Authorities investigating an adoption home in Guatemala said on Friday they had released two six-month-old babies to a US couple after determining their adoption was legal.
Carmen de Wennier, director of the Presidential Department for Social Welfare, which has been overseeing at least 45 children staying at the Casa Quivira home, confirmed the adoption of the little boy and girl, of different mothers.
She said legally she could not release the parents' identity.
US would-be adoptive parents have flooded the US embassy with desperate calls and sent e-mails to The Associated Press asking for help after police raided Casa Quivira on Aug. 11 as part of a national attempt to bring adoption agencies in line with international standards.
Guatemalan officials argue the home's paperwork didn't meet legal standards. But parents and the home's directors say that the raid was politically motivated by US pressure to clean up a largely unregulated, multimillion-dollar industry in which some brokers steal babies.
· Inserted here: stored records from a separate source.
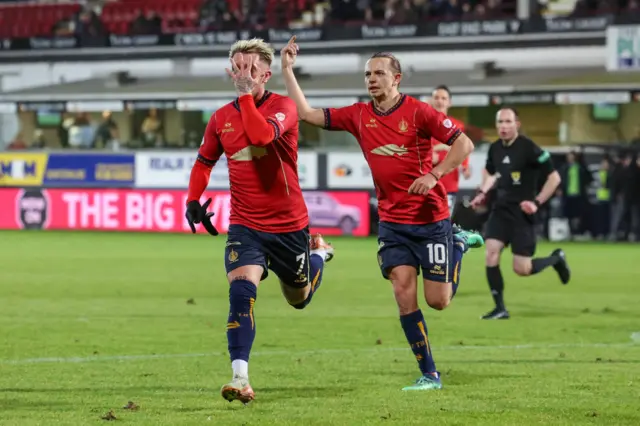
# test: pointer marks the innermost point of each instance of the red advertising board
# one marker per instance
(332, 213)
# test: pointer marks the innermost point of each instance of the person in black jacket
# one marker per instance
(629, 225)
(575, 183)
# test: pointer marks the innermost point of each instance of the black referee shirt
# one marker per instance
(519, 166)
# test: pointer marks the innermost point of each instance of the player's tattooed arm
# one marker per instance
(313, 116)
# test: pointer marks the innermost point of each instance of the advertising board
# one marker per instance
(331, 213)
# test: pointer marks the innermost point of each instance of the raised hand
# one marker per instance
(288, 53)
(242, 74)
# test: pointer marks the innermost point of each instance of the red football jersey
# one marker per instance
(397, 145)
(263, 175)
(451, 180)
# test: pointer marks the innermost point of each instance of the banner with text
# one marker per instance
(96, 170)
(466, 28)
(332, 213)
(171, 169)
(623, 48)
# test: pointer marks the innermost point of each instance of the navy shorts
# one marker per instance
(286, 254)
(427, 247)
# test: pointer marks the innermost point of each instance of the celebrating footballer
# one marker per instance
(258, 133)
(395, 134)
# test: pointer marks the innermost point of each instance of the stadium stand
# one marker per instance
(21, 19)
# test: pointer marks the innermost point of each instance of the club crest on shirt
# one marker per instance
(390, 149)
(227, 128)
(249, 152)
(403, 126)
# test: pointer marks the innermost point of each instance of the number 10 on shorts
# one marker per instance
(437, 253)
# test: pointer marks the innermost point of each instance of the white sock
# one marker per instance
(320, 252)
(240, 368)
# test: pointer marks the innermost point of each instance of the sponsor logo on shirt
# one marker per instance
(390, 149)
(249, 152)
(227, 128)
(343, 170)
(403, 126)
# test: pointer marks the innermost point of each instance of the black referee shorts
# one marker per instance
(514, 228)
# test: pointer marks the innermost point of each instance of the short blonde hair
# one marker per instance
(254, 45)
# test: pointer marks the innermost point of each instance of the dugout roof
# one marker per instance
(339, 84)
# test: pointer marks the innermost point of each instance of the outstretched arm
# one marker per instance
(313, 116)
(208, 154)
(461, 147)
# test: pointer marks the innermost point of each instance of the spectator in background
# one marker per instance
(89, 28)
(211, 13)
(635, 142)
(617, 184)
(107, 132)
(602, 218)
(39, 141)
(629, 226)
(18, 143)
(575, 181)
(151, 127)
(147, 24)
(81, 133)
(253, 12)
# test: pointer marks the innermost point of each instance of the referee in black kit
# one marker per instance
(516, 163)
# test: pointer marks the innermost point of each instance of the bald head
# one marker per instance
(507, 124)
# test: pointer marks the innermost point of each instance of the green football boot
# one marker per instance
(426, 382)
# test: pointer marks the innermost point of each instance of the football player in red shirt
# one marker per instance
(394, 132)
(441, 102)
(258, 133)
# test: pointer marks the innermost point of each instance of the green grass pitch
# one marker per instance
(91, 321)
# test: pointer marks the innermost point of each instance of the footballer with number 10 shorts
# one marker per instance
(394, 131)
(258, 133)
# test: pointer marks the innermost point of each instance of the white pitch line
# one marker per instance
(76, 360)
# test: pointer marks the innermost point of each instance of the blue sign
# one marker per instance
(90, 170)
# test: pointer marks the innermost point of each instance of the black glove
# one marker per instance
(197, 213)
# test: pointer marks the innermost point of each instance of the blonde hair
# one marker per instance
(254, 45)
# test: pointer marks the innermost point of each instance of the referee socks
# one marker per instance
(496, 284)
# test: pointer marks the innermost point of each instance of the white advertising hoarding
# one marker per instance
(623, 48)
(348, 170)
(171, 169)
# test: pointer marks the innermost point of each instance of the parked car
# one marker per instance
(326, 212)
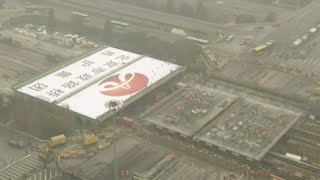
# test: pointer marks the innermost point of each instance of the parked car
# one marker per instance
(17, 143)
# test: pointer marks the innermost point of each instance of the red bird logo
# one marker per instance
(123, 84)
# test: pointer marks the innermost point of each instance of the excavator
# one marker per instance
(209, 59)
(89, 143)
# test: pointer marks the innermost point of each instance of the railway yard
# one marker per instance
(254, 117)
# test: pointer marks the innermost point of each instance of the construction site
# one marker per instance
(166, 90)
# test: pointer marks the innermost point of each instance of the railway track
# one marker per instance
(304, 136)
(144, 14)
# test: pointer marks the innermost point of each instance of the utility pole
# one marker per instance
(114, 105)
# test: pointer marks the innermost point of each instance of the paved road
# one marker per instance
(296, 26)
(150, 15)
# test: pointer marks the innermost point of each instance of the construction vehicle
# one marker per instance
(72, 154)
(209, 59)
(125, 121)
(56, 141)
(90, 139)
(10, 41)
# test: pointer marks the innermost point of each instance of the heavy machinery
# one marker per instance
(90, 139)
(56, 141)
(125, 121)
(209, 59)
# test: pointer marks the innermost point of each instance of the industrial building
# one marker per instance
(89, 82)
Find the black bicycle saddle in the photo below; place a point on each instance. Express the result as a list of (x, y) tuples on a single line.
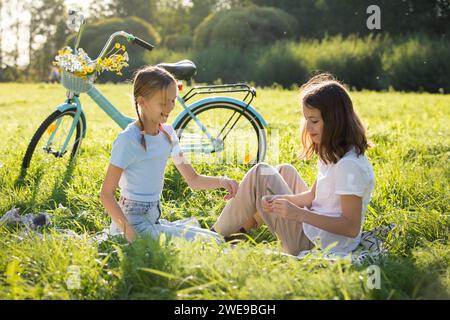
[(182, 70)]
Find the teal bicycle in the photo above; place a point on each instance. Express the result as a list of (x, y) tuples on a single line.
[(215, 124)]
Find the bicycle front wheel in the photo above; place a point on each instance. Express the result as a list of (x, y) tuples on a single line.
[(242, 135), (55, 128)]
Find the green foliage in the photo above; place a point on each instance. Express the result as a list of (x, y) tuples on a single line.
[(178, 42), (281, 64), (96, 34), (356, 61), (410, 159), (244, 28), (413, 63), (229, 65), (419, 63)]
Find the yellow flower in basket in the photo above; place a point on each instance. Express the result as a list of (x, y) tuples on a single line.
[(80, 65)]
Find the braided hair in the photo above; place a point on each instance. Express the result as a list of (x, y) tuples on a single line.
[(147, 81)]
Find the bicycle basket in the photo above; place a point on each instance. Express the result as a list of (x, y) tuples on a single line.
[(74, 83)]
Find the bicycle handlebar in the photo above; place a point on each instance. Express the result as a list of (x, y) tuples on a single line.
[(129, 37), (143, 43)]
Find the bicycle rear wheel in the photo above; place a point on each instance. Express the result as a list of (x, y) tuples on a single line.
[(45, 156), (242, 133)]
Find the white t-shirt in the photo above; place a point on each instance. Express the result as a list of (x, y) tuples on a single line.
[(143, 175), (351, 175)]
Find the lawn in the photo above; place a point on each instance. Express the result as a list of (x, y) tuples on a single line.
[(410, 157)]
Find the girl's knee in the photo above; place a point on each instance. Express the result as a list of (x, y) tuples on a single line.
[(287, 169), (262, 169)]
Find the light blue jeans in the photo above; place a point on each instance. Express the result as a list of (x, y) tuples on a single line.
[(144, 217)]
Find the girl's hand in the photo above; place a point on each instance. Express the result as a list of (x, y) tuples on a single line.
[(130, 235), (231, 185), (286, 209), (267, 201)]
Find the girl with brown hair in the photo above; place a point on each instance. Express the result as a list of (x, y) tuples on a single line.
[(138, 159), (331, 212)]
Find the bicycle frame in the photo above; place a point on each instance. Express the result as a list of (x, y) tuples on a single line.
[(214, 145)]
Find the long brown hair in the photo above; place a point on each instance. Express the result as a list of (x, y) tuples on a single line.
[(342, 127), (148, 81)]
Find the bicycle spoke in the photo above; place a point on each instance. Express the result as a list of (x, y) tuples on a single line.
[(242, 141)]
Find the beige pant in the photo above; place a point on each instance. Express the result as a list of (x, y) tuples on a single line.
[(283, 179)]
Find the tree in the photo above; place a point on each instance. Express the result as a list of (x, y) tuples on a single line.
[(144, 9), (47, 33)]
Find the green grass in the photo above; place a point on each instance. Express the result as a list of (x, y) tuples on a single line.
[(410, 158)]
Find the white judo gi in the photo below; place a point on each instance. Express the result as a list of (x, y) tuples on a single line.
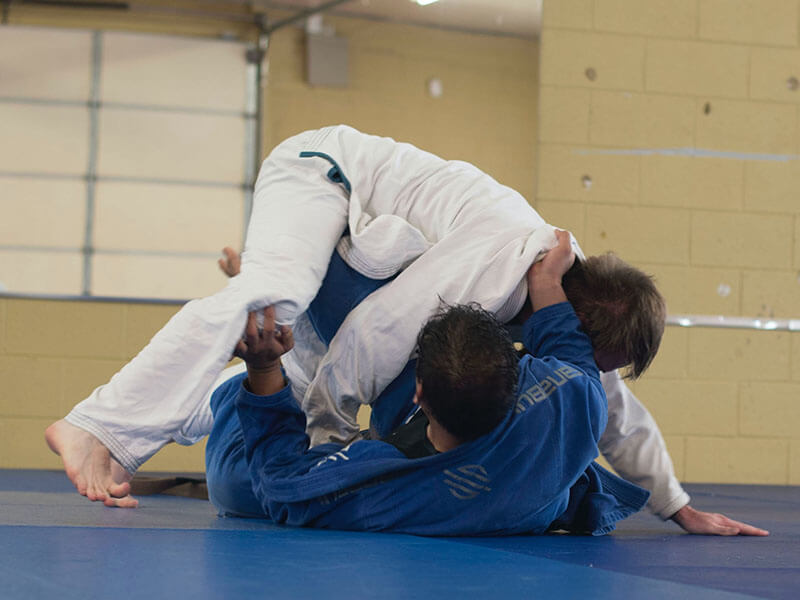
[(449, 230)]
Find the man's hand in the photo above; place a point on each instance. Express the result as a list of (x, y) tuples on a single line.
[(261, 348), (231, 263), (703, 523), (544, 276)]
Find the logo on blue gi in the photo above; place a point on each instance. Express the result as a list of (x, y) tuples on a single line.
[(467, 482)]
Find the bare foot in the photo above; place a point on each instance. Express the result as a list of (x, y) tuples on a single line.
[(89, 465), (231, 263)]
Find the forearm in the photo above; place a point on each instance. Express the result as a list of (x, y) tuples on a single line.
[(266, 380), (635, 448)]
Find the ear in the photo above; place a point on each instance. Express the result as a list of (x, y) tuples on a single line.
[(418, 393)]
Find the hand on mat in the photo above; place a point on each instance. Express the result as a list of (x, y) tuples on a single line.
[(261, 347), (231, 263), (703, 523)]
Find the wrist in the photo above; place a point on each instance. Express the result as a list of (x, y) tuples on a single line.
[(265, 380), (267, 367)]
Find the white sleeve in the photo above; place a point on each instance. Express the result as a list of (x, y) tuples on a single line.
[(635, 448)]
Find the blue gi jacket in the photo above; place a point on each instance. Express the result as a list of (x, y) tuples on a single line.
[(531, 473)]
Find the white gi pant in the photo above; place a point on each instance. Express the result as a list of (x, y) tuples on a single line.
[(455, 233)]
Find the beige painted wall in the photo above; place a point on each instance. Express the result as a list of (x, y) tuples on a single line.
[(53, 353), (622, 76)]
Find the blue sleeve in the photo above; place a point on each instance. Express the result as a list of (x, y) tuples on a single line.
[(555, 331), (291, 480), (274, 431)]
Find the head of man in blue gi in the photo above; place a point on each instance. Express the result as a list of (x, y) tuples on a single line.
[(467, 370)]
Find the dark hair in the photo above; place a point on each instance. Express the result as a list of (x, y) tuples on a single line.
[(620, 308), (468, 368)]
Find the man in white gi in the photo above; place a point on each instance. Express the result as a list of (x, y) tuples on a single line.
[(447, 232)]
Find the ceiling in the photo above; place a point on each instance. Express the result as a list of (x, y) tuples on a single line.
[(500, 17)]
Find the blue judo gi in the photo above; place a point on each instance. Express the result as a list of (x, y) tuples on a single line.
[(532, 473)]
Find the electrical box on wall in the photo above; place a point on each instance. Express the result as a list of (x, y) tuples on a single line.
[(326, 60)]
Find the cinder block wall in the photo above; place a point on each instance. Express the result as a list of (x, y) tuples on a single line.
[(53, 353), (628, 89)]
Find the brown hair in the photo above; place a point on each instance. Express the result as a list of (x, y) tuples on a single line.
[(620, 308)]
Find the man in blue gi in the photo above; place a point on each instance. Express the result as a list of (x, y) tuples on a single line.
[(498, 447)]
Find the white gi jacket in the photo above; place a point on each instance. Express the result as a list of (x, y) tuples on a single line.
[(451, 231)]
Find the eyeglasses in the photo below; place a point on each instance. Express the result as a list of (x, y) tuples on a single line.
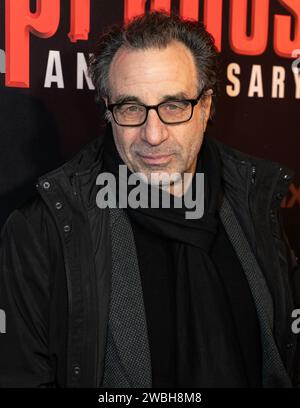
[(171, 112)]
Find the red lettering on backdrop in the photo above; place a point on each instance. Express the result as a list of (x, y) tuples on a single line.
[(20, 22), (283, 44), (80, 20), (212, 18), (240, 42), (188, 9), (134, 8)]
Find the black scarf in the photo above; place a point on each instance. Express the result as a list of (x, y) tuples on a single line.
[(195, 293)]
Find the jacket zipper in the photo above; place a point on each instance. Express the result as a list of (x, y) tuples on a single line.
[(253, 175)]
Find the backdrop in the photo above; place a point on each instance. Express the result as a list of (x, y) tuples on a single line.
[(47, 110)]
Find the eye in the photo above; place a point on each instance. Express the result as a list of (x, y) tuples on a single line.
[(130, 108), (175, 106)]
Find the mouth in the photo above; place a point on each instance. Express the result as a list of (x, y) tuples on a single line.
[(156, 159)]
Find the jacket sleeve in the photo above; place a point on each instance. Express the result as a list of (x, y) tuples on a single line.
[(294, 278), (24, 301)]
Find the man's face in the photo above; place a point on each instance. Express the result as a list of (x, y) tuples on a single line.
[(150, 77)]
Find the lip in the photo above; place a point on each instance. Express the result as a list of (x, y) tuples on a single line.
[(157, 159)]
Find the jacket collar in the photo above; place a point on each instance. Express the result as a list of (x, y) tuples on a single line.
[(242, 173)]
Outside experts familiar with the situation have said that Casa Quivira has a spotless record.
Clifford Phillips of Delan, Florida, who owns and runs Casa Quivira with his Guatemalan wife, Sandra Gonzalez, e-mailed a statement to the news media Friday saying the two six-month-old infants were handed over to the parents "after much pressure from the US embassy in Guatemala and lawyers from Casa Quivira."
De Wennier denied any pressure from the US.
The US has pushed for a crackdown in an industry that has placed more than 25,000 Guatemalan children in US homes since 1990. Every 100th baby born in Guatemala is put in a US home.
The adoption process has, however, slowed since the US warned in March about risks including scam artists pressuring women to sell their babies.